Entretien avec Julie Hamiti
C'est quoi un rasta?
"Un Rastafari, à la base, c'est quelqu'un qui croit en la divinité d'Haile Selassie Ier, le dernier empereur d'Éthiopie (1930 à 1974). Il descend de la lignée du Roi Salomon et de la Reine de Saba. Un des leaders de la cause des noirs, Marcus Garvey (1887-1940) aurait annoncé en 1927: "Regardez vers l'Afrique, lorsqu’un homme noir sera couronné Roi, la déliverance sera proche".
Cette annonce se révèlera prophétique pour les Rasta, puisque Haïlé Sélassié Ier a été couronné en 1930, soit trois ans plus tard. L'empereur a été considéré comme le sauveur du peuple noir, à la tête d'un pays qui n'a jamais été colonisé. Les Rasta sont des grands croyants qui suivent l'Ancien testament. Dans la Bible, le peuple de Zion a été amené à Babylone. Pour eux, ça représente le peuple noir, qui a été déporté dans la Caraïbe pendant la traite négrière.
Rasta, c'est une religion?
Ce n'est pas une religion, c'est un mode de vie. C'est un mode de vie difficile, voire dangereux, à l'écart du reste de la population.

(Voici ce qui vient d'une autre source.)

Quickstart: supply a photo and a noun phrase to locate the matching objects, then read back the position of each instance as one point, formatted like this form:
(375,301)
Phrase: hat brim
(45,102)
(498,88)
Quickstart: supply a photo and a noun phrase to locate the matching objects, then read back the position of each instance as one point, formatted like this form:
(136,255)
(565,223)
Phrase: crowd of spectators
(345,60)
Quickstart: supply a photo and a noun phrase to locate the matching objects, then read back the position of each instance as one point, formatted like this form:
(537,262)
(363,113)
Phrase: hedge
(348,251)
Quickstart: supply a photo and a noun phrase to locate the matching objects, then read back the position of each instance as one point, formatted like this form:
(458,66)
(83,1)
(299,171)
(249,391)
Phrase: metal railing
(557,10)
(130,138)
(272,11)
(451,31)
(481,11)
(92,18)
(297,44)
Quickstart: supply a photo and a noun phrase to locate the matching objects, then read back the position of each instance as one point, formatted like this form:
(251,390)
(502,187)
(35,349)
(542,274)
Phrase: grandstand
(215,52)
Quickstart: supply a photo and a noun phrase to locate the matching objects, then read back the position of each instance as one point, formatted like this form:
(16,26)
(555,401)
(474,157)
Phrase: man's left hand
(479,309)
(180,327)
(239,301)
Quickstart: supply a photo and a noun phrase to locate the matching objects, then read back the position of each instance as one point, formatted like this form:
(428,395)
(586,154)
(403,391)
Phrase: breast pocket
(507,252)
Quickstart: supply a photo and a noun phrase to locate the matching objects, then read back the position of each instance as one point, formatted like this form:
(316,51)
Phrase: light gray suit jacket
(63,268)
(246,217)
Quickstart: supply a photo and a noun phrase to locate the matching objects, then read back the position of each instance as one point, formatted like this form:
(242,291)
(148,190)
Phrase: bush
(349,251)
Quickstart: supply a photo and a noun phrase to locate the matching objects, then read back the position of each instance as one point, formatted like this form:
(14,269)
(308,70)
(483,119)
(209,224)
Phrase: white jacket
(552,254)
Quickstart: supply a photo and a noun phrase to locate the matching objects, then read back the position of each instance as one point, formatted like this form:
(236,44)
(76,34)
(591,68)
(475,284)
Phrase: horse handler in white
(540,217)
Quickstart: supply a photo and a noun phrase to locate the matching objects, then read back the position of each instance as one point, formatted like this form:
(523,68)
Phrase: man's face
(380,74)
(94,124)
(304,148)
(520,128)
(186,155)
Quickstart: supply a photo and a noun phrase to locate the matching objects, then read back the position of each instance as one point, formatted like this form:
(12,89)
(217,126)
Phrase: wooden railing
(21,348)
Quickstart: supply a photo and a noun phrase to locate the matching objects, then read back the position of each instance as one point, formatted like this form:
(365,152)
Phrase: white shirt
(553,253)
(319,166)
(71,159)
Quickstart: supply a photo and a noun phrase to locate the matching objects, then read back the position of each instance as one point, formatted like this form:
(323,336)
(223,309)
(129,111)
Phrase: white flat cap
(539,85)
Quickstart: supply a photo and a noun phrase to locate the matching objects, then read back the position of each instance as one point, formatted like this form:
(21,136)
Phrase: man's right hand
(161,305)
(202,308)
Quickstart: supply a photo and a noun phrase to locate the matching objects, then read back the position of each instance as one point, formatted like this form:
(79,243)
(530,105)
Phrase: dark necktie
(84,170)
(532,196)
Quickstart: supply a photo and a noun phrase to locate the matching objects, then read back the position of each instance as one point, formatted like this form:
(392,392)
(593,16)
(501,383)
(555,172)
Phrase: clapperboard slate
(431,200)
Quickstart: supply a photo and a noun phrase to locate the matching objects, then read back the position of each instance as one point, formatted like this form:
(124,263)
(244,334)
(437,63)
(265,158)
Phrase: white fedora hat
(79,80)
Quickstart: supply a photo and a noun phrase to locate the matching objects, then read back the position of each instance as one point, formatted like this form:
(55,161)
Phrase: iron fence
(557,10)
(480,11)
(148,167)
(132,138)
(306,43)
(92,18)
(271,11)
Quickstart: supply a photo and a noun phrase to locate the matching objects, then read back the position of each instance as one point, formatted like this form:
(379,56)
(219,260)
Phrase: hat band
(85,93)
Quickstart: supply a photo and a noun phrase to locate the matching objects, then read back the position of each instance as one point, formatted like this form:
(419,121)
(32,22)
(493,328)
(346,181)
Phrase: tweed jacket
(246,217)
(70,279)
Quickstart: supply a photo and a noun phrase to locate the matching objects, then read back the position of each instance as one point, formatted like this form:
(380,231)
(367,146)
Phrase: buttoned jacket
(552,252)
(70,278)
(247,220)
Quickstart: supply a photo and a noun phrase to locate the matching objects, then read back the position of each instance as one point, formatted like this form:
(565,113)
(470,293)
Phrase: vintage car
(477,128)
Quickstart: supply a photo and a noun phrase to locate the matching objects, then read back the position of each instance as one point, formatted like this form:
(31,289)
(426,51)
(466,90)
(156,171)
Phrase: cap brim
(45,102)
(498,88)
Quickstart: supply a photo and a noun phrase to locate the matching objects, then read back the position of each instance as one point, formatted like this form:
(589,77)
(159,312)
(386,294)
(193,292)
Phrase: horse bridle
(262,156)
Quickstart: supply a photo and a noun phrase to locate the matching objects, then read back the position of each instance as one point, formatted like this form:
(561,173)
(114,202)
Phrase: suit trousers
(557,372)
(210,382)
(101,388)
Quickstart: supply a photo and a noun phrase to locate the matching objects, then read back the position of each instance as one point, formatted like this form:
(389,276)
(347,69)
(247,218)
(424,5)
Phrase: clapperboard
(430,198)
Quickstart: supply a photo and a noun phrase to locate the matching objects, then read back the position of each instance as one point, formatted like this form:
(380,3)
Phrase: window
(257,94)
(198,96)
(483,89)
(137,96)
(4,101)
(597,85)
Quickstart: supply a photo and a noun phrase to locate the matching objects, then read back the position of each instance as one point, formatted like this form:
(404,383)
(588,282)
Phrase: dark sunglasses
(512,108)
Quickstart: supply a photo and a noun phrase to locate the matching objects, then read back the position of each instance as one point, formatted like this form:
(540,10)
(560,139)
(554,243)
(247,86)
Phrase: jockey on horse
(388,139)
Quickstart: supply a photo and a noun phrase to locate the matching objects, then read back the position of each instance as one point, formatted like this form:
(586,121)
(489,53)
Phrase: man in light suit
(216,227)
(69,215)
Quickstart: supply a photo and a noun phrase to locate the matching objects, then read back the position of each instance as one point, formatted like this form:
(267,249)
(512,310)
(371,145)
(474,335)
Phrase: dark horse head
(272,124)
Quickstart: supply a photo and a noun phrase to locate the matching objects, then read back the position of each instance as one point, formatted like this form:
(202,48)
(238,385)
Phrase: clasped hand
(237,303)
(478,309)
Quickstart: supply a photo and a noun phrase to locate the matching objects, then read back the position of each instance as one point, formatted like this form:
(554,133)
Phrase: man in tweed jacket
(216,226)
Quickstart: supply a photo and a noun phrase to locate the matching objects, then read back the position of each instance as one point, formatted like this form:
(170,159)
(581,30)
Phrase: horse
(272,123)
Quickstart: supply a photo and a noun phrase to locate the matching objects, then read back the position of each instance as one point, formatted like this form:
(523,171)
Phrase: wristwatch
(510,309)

Quand on porte des dreadlocks, c'est difficile de scolariser son enfant, de trouver du travail ou de louer un appartement.
À quoi ressemble leur mode de vie?
Ils suivent une vie de droiture. Ils sont vegans pour la plupart, ne mangent ni viande ni poisson. Ne boivent pas d'alcool. Ils étudient la Bible, en vivant loin de "Babylone". Babylone représente l'oppression. En Occident, cela représente nos sociétés capitalistes, matérialistes, ça peut représenter la police ou le gouvernement. Les Rasta habitent en communauté, à l'écart des villes. C'est un mode de vie inspirant, hors des grandes agglomérations, en harmonie avec la Nature. Après, tout le monde fait des concessions, même eux, c'est normal, ils ne sont pas complètement déconnectés du reste du monde.
Pourquoi avoir choisi ces pays, pour tourner?
La Jamaïque est le berceau du mouvement, l'Éthiopie aussi. Au Ghana, il y a une communauté Rasta très présente, forte du passage de Kwame Nkrumah à la présidence. Dans les Caraïbes, Il y a beaucoup de Rasta car les descendants d'esclaves sont en quête d'identité. La Dominique a même mis en place le "Dread Act" en 1974, une loi interdisant de porter cette coupe de cheveux. Les policiers tiraient à vue sur les gens qui portaient des dreadlocks ! Il y a eu des morts… Le gouvernement craignait un soulèvement de la population.
Qu'est-ce qui t'a motivée à réaliser ce documentaire?
Tout commence avec une rencontre. Au Sénégal, à Saly, j'ai discuté avec un homme qui m'a dit être Rasta. Pourtant, il n'avait pas de dreadlocks, il était sérieux, sportif… Je me suis alors rendue compte que j'avais beaucoup de clichés sur les Rasta. Ce sujet m'a passionnée. J'ai donc entrepris un tournage de huit mois au Ghana, en Éthiopie, Jamaïque, Dominique, Martinique et Sainte-Lucie. J'ai financé le voyage moi-même.
Tu es parvenue à t'intégrer?
Je ne prévenais pas de mon arrivée avant. Quand ils ont vu débarquer une femme blanche, qui ne fume pas, j'ai dû prouver que mes intentions étaient bonnes. J'ai noué des liens et les gens ont bien voulu se confier, ils m'ont raconté leur histoire, j'ai recueilli des témoignages touchants.
Ce documentaire, il s'adresse à quel public?
Je voudrais que ça touche tout le monde, même les gens qui ne connaissent pas le mouvement. Ce documentaire brise les clichés et permet de faire un parallèle avec nos vies, nos histoires.